After months of denials, the mayor in 2013 acknowledged he had smoked crack cocaine in one of his "drunken stupors," but he refused to resign. The City Council stripped Ford of most of his powers but lacked the authority to force him out of office because he wasn't convicted of a crime.

Ford's antics made him the target of late-night television comedians in the U.S. Last March, he appeared on "Jimmy Kimmel Live!" after months of wooing by the talk-show host, who introduced his guest by saying he "has tripped, bumped, danced, argued and smoked his way into our national consciousness."

Robinson said it's hard to pick just one low light of the last four years because "it didn't even seem like it was weekly. It felt like it was hourly. It was just unbelievable."

Ford announced he was entering rehab for drugs and alcohol in April 2014 after newspaper reports detailed three nights in which the mayor was extremely intoxicated. One report was about a video that appeared to show him smoking a crack pipe again — nearly a year after reports of a similar video first brought international attention.

When Ford was elected mayor in 2010, his drug and alcohol use weren't known — but his bluster was. A plurality of voters backed him, eager to shake things up at a City Hall they viewed as elitist and wasteful. Ford's voter base resided mainly in those outer suburbs like Etobicoke. He appealed to those residents with his populist, common man touch and with promises to slash spending, cut taxes and end what he called "the war on the car."

He first won as mayor by promising to "stop the gravy train" of government spending. But Toronto got more turmoil than expected.

"We had no idea he was such a personal mess that he's turned out to be," Councilor John Parker said.

Despite the cancer, Ford has opted to seek the City Council seat from the Etobicoke district where he launched his political career. His brother now holds the seat.

Nelson Wiseman, a University of Toronto political science professor, said Tory is all but assured of winning. He compared the Ford brothers to right-wing populist American Tea Party-type candidates.

"Toronto will go back to being more placid, more boring, more consistent with the stereotypical image that Americans have of Canadians," Wiseman said.

Tory, 60, is a former chief executive of Rogers Communications, a major cable company in Canada, and a longtime moderate conservative politician and adviser.

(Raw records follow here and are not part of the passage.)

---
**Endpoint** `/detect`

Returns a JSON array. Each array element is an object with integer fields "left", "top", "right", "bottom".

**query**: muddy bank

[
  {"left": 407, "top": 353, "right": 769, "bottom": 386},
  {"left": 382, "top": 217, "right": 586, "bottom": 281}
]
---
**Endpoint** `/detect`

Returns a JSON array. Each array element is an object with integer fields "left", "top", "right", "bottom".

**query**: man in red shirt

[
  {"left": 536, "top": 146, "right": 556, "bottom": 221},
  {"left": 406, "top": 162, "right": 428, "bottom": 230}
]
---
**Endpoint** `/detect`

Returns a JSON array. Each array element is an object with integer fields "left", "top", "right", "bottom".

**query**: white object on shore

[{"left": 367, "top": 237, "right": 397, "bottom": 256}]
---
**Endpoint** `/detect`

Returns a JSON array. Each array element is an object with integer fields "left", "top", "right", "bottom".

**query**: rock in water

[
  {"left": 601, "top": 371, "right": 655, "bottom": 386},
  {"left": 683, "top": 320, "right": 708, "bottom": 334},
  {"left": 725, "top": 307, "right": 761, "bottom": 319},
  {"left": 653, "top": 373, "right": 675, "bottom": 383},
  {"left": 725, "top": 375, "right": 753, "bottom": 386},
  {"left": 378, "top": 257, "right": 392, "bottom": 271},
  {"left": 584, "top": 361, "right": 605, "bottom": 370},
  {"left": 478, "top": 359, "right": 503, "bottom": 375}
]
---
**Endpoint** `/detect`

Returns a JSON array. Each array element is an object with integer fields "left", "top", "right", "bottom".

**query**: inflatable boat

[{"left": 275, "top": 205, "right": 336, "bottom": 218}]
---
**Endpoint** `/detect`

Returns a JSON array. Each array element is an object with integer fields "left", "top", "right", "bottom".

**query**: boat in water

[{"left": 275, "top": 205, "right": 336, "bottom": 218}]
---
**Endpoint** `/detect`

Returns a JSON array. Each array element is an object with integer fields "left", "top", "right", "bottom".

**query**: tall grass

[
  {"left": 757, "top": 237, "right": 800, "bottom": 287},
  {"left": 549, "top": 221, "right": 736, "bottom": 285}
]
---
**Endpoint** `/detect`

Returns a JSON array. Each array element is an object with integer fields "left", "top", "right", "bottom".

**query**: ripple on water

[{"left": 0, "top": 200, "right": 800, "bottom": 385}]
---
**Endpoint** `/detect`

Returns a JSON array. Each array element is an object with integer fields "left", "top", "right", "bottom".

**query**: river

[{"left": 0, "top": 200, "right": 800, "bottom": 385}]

He also served as commissioner of the Canadian Football League and more recently hosted a radio talk show. He ran for mayor in 2003 and lost.

Josh Matlow, a centrist on the City Council, said there will be celebrations across the city if Tory is elected this time.

"If we keep a Ford in the mayor's seat," Matlow said, "the world will think not only was our mayor on crack — so was the rest of the city."

Associated Press writer Charmaine Noronha contributed to this report.